Les affaires du monde sont assurément parfois un bizarre assemblage de complications, d’incidens imprévus et de contrastes. Tandis que dans certains pays il y a des fêtes royales, tandis qu’en Autriche la population de Vienne célèbre avec un affectueux empressement les « noces d’argent » de l’empereur et de l’impératrice mariés il y a vingt-cinq ans, en pleine guerre de Crimée, il y a en Hongrie une malheureuse ville, Szegedin, qui vient de disparaître presque tout entière, submergée corps et biens par la Theiss ; il y a plus loin un vaste empire comme la Russie où, après la peste qui a exercé ses ravages, la contagion du meurtre éclate par un nouvel attentat contre le souverain.

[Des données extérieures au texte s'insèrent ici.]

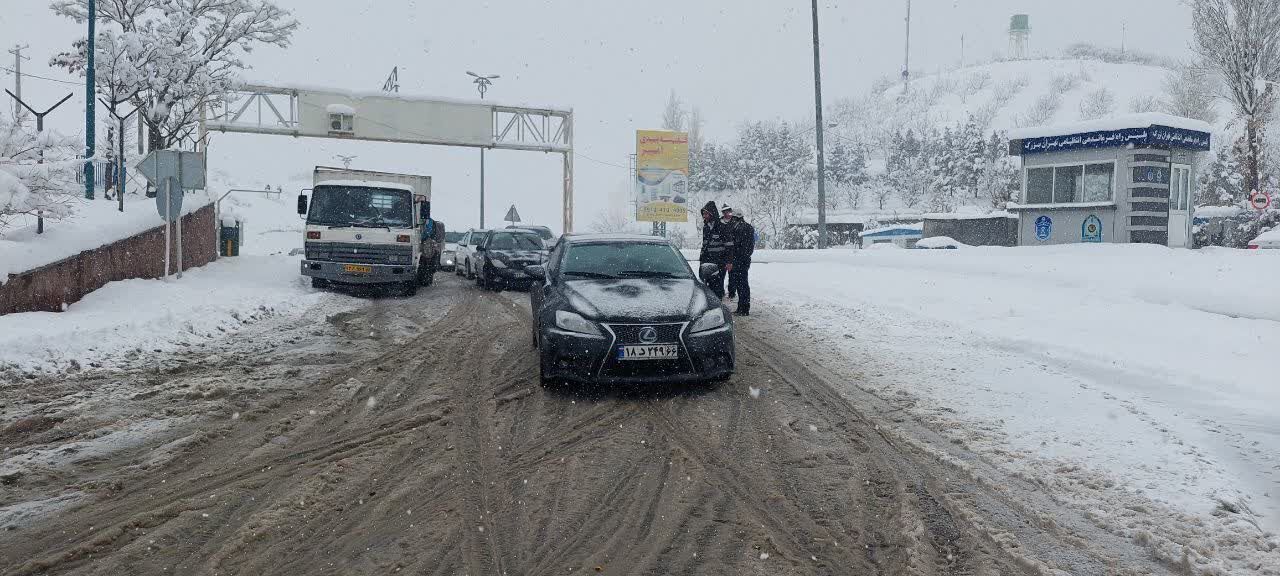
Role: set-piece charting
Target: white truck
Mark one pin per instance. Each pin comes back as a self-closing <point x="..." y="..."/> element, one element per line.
<point x="370" y="228"/>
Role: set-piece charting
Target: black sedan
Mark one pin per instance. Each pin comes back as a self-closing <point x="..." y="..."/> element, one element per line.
<point x="627" y="310"/>
<point x="502" y="256"/>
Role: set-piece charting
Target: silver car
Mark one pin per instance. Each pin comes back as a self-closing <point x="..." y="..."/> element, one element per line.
<point x="465" y="254"/>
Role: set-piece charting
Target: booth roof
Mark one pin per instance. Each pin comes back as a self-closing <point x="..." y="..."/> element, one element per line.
<point x="1110" y="124"/>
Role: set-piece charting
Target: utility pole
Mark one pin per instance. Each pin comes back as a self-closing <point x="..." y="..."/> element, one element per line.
<point x="119" y="161"/>
<point x="90" y="136"/>
<point x="822" y="163"/>
<point x="392" y="83"/>
<point x="17" y="77"/>
<point x="483" y="83"/>
<point x="40" y="127"/>
<point x="906" y="62"/>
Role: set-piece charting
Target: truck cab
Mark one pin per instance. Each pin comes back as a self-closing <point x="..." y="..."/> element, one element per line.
<point x="369" y="228"/>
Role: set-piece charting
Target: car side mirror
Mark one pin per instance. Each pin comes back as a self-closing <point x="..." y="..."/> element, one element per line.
<point x="707" y="272"/>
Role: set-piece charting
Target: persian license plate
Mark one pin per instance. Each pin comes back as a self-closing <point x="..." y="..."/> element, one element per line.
<point x="649" y="352"/>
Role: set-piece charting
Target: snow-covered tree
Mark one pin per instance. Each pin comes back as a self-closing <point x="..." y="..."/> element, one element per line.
<point x="675" y="114"/>
<point x="37" y="172"/>
<point x="1097" y="104"/>
<point x="1221" y="183"/>
<point x="846" y="169"/>
<point x="1240" y="41"/>
<point x="173" y="58"/>
<point x="1191" y="91"/>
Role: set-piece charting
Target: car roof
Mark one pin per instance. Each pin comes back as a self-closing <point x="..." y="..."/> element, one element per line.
<point x="615" y="238"/>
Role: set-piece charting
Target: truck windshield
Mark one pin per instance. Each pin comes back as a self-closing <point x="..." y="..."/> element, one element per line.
<point x="361" y="206"/>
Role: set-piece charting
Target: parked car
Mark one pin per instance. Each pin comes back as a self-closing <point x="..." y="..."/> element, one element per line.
<point x="1266" y="241"/>
<point x="627" y="310"/>
<point x="543" y="232"/>
<point x="448" y="257"/>
<point x="502" y="256"/>
<point x="465" y="252"/>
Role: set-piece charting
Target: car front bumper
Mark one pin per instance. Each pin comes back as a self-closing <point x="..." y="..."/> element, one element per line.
<point x="378" y="274"/>
<point x="705" y="356"/>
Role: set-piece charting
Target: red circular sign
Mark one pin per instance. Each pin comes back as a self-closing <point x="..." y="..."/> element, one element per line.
<point x="1260" y="201"/>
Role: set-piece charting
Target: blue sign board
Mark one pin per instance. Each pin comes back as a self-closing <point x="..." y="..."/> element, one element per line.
<point x="1092" y="229"/>
<point x="1157" y="136"/>
<point x="1043" y="228"/>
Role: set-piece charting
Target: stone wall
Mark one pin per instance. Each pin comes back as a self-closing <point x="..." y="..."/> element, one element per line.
<point x="53" y="287"/>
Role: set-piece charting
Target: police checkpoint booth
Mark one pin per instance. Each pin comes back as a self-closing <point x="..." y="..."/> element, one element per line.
<point x="1125" y="179"/>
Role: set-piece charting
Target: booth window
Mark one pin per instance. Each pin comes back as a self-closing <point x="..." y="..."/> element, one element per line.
<point x="1072" y="183"/>
<point x="343" y="123"/>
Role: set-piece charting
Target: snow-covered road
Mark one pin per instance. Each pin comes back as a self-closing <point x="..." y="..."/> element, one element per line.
<point x="1106" y="371"/>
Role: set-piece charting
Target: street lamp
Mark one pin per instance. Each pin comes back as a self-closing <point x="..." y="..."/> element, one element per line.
<point x="822" y="161"/>
<point x="483" y="83"/>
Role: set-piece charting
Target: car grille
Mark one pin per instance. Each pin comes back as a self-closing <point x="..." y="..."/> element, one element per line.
<point x="630" y="333"/>
<point x="362" y="254"/>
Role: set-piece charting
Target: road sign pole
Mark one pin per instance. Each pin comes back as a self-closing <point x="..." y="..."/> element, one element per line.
<point x="179" y="222"/>
<point x="168" y="240"/>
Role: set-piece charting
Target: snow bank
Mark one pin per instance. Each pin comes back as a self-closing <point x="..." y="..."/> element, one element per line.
<point x="95" y="223"/>
<point x="940" y="242"/>
<point x="140" y="318"/>
<point x="1142" y="362"/>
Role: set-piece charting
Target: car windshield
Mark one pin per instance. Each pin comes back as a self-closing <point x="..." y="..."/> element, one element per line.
<point x="360" y="206"/>
<point x="542" y="232"/>
<point x="515" y="241"/>
<point x="624" y="260"/>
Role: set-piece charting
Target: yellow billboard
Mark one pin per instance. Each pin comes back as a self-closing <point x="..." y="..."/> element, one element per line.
<point x="662" y="176"/>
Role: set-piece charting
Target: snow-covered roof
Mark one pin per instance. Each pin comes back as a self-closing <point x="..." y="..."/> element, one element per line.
<point x="970" y="215"/>
<point x="341" y="109"/>
<point x="369" y="184"/>
<point x="1110" y="124"/>
<point x="895" y="231"/>
<point x="1217" y="211"/>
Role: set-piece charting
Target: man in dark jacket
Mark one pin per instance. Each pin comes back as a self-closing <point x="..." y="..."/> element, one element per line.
<point x="744" y="246"/>
<point x="717" y="247"/>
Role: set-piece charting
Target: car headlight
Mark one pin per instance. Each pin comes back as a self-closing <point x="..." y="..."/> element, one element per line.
<point x="570" y="321"/>
<point x="711" y="320"/>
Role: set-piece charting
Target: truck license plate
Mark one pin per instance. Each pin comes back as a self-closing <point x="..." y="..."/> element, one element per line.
<point x="649" y="352"/>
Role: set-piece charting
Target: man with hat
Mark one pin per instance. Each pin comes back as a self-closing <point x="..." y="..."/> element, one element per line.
<point x="717" y="247"/>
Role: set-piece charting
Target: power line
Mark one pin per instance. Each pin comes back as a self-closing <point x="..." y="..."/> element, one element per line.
<point x="599" y="161"/>
<point x="41" y="77"/>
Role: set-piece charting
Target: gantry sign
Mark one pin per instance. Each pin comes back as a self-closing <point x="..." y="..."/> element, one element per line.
<point x="382" y="117"/>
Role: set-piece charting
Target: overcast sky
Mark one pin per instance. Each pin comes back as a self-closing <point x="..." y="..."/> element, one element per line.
<point x="612" y="62"/>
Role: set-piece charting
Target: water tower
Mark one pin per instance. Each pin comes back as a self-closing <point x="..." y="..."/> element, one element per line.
<point x="1019" y="36"/>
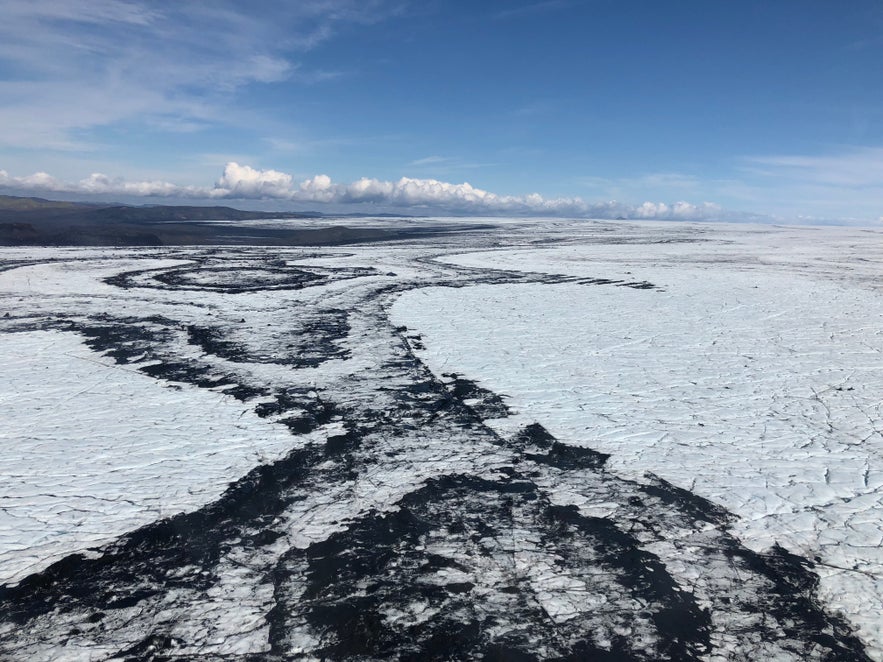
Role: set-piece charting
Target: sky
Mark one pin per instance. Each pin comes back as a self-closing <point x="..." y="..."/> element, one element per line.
<point x="681" y="109"/>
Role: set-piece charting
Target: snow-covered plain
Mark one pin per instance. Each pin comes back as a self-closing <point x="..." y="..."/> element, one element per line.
<point x="314" y="446"/>
<point x="753" y="376"/>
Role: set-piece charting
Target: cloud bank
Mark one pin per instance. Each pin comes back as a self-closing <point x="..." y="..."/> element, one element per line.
<point x="243" y="182"/>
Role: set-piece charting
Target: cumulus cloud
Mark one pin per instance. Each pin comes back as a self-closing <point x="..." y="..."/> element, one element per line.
<point x="243" y="182"/>
<point x="246" y="182"/>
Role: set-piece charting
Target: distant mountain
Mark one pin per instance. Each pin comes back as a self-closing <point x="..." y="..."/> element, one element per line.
<point x="39" y="222"/>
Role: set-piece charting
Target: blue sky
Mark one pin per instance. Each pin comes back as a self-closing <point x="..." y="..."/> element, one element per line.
<point x="665" y="109"/>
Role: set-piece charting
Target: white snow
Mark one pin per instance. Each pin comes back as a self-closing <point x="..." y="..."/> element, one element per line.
<point x="92" y="450"/>
<point x="753" y="377"/>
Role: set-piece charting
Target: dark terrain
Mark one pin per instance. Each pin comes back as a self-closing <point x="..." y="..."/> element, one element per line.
<point x="39" y="222"/>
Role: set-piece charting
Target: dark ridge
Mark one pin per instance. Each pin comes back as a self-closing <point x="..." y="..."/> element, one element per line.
<point x="792" y="601"/>
<point x="685" y="501"/>
<point x="489" y="405"/>
<point x="566" y="457"/>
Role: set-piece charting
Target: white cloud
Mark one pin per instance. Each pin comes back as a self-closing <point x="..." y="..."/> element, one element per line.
<point x="246" y="182"/>
<point x="243" y="182"/>
<point x="78" y="65"/>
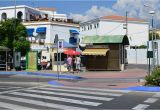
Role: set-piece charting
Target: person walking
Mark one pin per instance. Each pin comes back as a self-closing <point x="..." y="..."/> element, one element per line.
<point x="78" y="63"/>
<point x="69" y="63"/>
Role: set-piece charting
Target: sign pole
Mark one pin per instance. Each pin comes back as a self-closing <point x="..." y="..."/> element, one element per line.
<point x="56" y="42"/>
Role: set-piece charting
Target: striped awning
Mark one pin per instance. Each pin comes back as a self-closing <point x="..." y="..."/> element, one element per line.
<point x="100" y="52"/>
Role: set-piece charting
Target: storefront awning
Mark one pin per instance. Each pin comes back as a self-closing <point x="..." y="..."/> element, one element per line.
<point x="41" y="30"/>
<point x="30" y="31"/>
<point x="108" y="39"/>
<point x="100" y="52"/>
<point x="73" y="31"/>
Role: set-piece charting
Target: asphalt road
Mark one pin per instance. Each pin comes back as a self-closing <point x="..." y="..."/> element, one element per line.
<point x="19" y="92"/>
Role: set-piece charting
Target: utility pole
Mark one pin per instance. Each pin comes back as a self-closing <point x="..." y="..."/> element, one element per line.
<point x="14" y="35"/>
<point x="125" y="52"/>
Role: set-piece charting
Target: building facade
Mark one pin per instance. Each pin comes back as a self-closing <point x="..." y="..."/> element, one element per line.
<point x="137" y="30"/>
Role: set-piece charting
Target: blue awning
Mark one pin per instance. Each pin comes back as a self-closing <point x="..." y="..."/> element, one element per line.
<point x="73" y="31"/>
<point x="30" y="31"/>
<point x="41" y="30"/>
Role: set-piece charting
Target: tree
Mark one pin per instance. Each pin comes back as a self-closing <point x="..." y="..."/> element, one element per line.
<point x="13" y="34"/>
<point x="154" y="37"/>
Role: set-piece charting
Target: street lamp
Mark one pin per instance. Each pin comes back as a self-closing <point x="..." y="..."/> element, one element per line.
<point x="152" y="13"/>
<point x="14" y="34"/>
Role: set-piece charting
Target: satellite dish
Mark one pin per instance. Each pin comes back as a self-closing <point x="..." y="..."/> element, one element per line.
<point x="35" y="34"/>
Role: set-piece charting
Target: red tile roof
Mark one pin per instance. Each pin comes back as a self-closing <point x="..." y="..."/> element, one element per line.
<point x="121" y="18"/>
<point x="47" y="9"/>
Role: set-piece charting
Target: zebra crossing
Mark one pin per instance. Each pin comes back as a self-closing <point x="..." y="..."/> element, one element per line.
<point x="4" y="88"/>
<point x="57" y="97"/>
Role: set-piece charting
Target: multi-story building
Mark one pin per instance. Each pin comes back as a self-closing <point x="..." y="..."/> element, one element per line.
<point x="137" y="30"/>
<point x="42" y="25"/>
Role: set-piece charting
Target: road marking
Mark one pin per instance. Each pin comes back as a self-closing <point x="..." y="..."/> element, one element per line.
<point x="156" y="95"/>
<point x="94" y="89"/>
<point x="78" y="91"/>
<point x="14" y="107"/>
<point x="140" y="107"/>
<point x="151" y="100"/>
<point x="72" y="95"/>
<point x="4" y="92"/>
<point x="41" y="103"/>
<point x="81" y="102"/>
<point x="10" y="87"/>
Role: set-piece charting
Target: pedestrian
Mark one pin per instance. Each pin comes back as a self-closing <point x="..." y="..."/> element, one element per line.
<point x="78" y="63"/>
<point x="69" y="63"/>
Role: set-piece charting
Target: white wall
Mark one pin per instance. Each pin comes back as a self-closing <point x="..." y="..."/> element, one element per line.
<point x="53" y="29"/>
<point x="137" y="56"/>
<point x="137" y="32"/>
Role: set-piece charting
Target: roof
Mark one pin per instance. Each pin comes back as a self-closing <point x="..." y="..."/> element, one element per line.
<point x="45" y="8"/>
<point x="121" y="18"/>
<point x="116" y="39"/>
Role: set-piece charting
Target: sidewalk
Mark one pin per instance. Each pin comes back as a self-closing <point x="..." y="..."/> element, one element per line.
<point x="105" y="79"/>
<point x="109" y="79"/>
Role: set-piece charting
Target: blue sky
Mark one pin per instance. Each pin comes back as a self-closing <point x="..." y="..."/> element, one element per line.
<point x="81" y="10"/>
<point x="62" y="6"/>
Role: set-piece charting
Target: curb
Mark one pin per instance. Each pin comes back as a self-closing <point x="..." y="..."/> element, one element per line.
<point x="143" y="88"/>
<point x="55" y="83"/>
<point x="45" y="74"/>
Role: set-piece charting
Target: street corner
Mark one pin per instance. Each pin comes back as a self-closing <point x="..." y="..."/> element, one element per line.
<point x="143" y="88"/>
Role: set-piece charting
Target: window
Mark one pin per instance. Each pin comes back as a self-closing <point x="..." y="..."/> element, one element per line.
<point x="91" y="26"/>
<point x="19" y="15"/>
<point x="4" y="16"/>
<point x="94" y="25"/>
<point x="97" y="25"/>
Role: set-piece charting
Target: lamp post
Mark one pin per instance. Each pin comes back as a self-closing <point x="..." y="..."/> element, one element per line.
<point x="14" y="34"/>
<point x="152" y="13"/>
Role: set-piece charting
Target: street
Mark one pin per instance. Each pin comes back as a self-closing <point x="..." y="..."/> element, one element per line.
<point x="33" y="93"/>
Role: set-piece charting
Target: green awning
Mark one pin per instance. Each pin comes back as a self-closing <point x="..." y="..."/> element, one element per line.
<point x="118" y="39"/>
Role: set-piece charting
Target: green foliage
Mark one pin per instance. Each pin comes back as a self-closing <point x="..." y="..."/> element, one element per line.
<point x="13" y="34"/>
<point x="157" y="36"/>
<point x="154" y="78"/>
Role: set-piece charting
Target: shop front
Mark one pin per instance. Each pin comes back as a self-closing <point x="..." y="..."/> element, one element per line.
<point x="105" y="52"/>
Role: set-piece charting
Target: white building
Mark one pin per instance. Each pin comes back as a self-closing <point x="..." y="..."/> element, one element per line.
<point x="26" y="13"/>
<point x="115" y="25"/>
<point x="42" y="34"/>
<point x="53" y="15"/>
<point x="42" y="25"/>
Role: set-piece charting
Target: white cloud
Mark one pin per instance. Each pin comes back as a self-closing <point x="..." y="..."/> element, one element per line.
<point x="135" y="9"/>
<point x="94" y="12"/>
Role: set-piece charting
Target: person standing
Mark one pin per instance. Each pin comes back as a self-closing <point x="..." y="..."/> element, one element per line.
<point x="69" y="63"/>
<point x="78" y="63"/>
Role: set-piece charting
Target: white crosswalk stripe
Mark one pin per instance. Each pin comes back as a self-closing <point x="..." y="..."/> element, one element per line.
<point x="56" y="98"/>
<point x="94" y="89"/>
<point x="85" y="92"/>
<point x="72" y="95"/>
<point x="82" y="102"/>
<point x="40" y="103"/>
<point x="14" y="107"/>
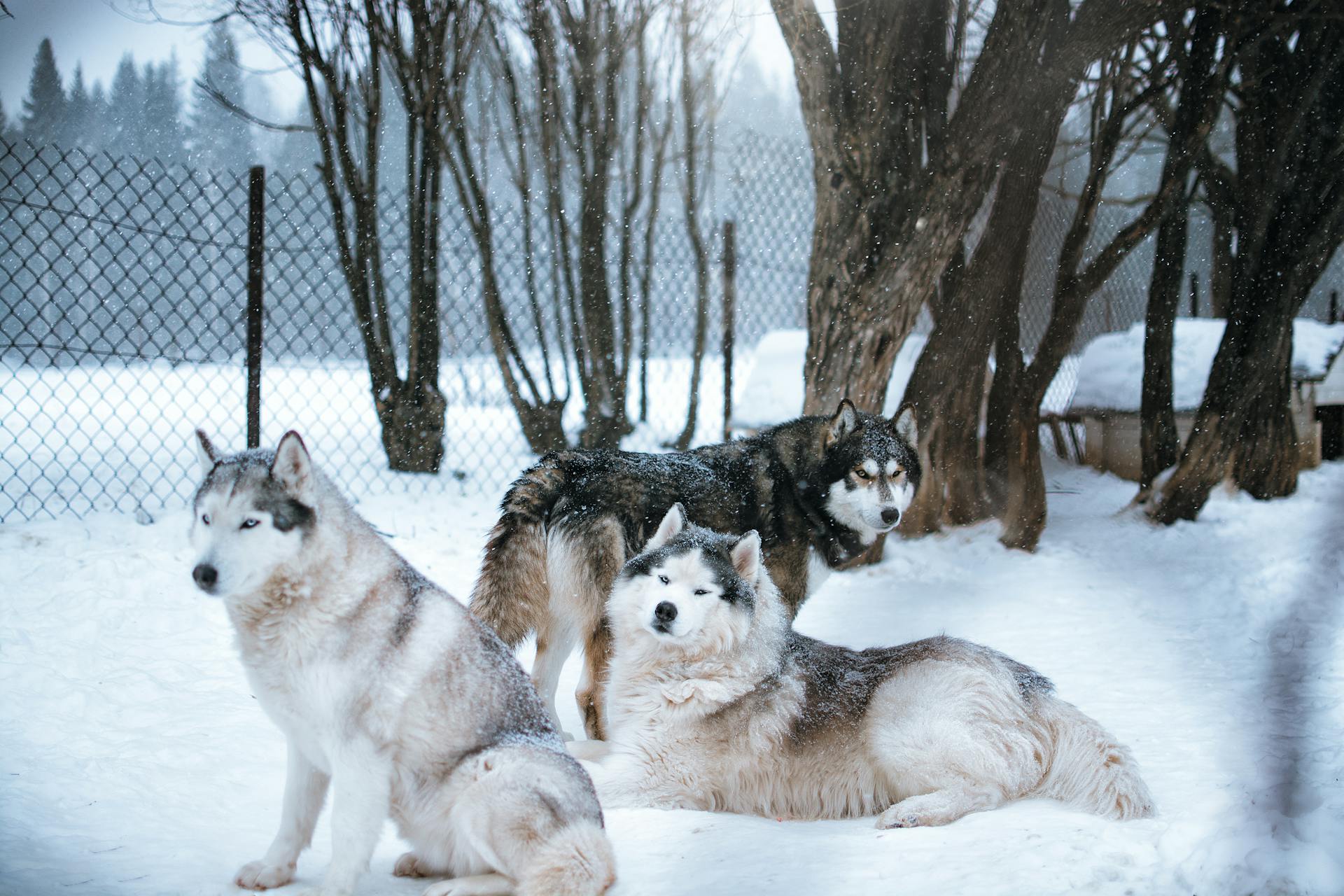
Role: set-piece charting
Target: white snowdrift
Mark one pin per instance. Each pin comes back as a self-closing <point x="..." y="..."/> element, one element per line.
<point x="1112" y="372"/>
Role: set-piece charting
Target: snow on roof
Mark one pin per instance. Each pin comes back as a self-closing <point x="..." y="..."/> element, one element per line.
<point x="773" y="391"/>
<point x="1110" y="375"/>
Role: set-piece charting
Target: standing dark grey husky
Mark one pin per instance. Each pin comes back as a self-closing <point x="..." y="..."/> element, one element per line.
<point x="715" y="703"/>
<point x="818" y="489"/>
<point x="388" y="692"/>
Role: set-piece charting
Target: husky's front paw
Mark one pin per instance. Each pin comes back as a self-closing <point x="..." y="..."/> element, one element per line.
<point x="326" y="890"/>
<point x="258" y="875"/>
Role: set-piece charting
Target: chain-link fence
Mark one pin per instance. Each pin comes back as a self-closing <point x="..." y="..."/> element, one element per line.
<point x="122" y="304"/>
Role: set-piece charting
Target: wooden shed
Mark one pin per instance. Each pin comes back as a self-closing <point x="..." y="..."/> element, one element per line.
<point x="1110" y="379"/>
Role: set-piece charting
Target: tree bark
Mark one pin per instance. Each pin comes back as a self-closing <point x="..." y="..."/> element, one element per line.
<point x="1285" y="199"/>
<point x="1196" y="111"/>
<point x="948" y="384"/>
<point x="889" y="214"/>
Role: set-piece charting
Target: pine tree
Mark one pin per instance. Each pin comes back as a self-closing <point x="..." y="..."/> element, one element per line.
<point x="219" y="137"/>
<point x="125" y="111"/>
<point x="45" y="106"/>
<point x="162" y="113"/>
<point x="81" y="121"/>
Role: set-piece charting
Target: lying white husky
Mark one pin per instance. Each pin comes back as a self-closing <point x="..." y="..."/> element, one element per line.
<point x="715" y="703"/>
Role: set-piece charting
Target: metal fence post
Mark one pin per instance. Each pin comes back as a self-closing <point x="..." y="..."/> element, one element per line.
<point x="255" y="261"/>
<point x="730" y="298"/>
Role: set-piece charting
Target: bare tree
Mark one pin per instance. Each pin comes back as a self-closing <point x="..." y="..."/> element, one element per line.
<point x="1012" y="450"/>
<point x="1282" y="211"/>
<point x="898" y="178"/>
<point x="1198" y="80"/>
<point x="334" y="46"/>
<point x="698" y="57"/>
<point x="585" y="155"/>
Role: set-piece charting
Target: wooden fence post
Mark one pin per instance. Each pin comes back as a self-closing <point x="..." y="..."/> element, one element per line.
<point x="730" y="298"/>
<point x="255" y="261"/>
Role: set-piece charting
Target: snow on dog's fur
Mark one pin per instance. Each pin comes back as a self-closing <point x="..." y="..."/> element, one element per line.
<point x="715" y="703"/>
<point x="388" y="694"/>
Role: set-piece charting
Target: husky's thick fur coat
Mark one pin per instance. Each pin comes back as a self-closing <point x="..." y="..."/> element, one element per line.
<point x="717" y="704"/>
<point x="388" y="692"/>
<point x="818" y="489"/>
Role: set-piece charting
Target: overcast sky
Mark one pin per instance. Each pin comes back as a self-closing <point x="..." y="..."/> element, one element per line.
<point x="99" y="33"/>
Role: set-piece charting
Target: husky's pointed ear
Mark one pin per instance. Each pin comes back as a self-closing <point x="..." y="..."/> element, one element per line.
<point x="206" y="453"/>
<point x="671" y="526"/>
<point x="844" y="422"/>
<point x="906" y="426"/>
<point x="746" y="555"/>
<point x="293" y="468"/>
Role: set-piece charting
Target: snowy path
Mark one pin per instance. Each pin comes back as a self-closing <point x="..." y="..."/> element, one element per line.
<point x="134" y="761"/>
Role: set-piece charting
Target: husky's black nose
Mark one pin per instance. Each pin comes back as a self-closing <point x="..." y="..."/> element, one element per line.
<point x="204" y="575"/>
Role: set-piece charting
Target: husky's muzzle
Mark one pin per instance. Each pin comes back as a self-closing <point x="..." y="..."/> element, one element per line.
<point x="206" y="577"/>
<point x="663" y="617"/>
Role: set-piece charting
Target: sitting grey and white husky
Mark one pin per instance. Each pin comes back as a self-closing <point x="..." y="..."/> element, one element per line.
<point x="715" y="703"/>
<point x="388" y="692"/>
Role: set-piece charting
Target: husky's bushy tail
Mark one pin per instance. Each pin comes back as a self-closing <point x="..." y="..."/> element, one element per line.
<point x="577" y="862"/>
<point x="1091" y="769"/>
<point x="512" y="594"/>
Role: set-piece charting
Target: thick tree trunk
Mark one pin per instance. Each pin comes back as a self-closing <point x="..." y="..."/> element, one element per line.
<point x="948" y="384"/>
<point x="1245" y="425"/>
<point x="1196" y="111"/>
<point x="1285" y="198"/>
<point x="413" y="428"/>
<point x="1158" y="441"/>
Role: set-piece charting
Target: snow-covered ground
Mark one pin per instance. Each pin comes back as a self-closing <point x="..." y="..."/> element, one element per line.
<point x="134" y="761"/>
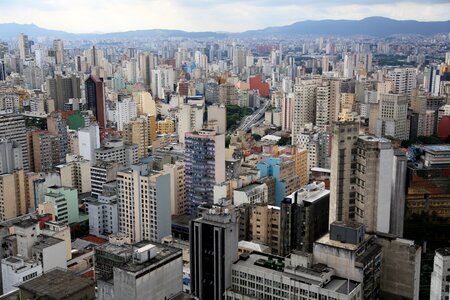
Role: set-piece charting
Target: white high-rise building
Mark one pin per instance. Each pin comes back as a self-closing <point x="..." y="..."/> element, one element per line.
<point x="144" y="203"/>
<point x="404" y="80"/>
<point x="440" y="278"/>
<point x="125" y="112"/>
<point x="88" y="141"/>
<point x="190" y="118"/>
<point x="24" y="48"/>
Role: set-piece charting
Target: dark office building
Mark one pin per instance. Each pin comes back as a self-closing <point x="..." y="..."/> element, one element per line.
<point x="213" y="249"/>
<point x="95" y="99"/>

Tout se mêle, guerres, négociations, fêtes et deuils, dans ce mouvement universel où se débat encore, pour l’embarras de tout le monde, cette question d’Orient soulevée par la Russie elle-même, qui ne lui doit pas du moins de se sentir mieux garantie dans sa paix intérieure, d’être à l’abri. Ainsi, après l’empereur d’Allemagne, après le roi d’Espagne, après le roi d’Italie, c’est le tsar à son tour qui, au lendemain d’une guerre heureuse, vient d’être l’objet d’une odieuse tentative et a failli être victime de cette désolante conspiration du régicide. L’empereur Alexandre faisait sa promenade du matin simplement, à pied, du côté de l’hôtel de l’état-major; il a rencontré sur son chemin un homme vêtu d’une sorte d’uniforme administratif, qui a tiré sur lui trois coups de feu. L’empereur a heureusement échappé à toute atteinte, il a pu rentrer sain et sauf au palais d’hiver. L’assassin a été arrêté sur-le-champ, il avait déjà pris du poison qu’on a pu immédiatement neutraliser. C’est un jeune homme de trente ans, du nom de Solovief, qui n’est pas, dit-on, sans quelque culture, et, à en juger par ses premières réponses, son crime est visiblement l’exécution d’un mot d’ordre révolutionnaire. Il paraît appartenir à cette classe de fanatiques dont était l’Allemand Nobiling. L’assassin est désormais prisonnier, il est livré à la justice ; le fait ne reste pas moins avec sa sinistre et menaçante signification, surtout quand on le rapproche de cette série de meurtres tout politiques accomplis ou tentés depuis quelques mois en Russie.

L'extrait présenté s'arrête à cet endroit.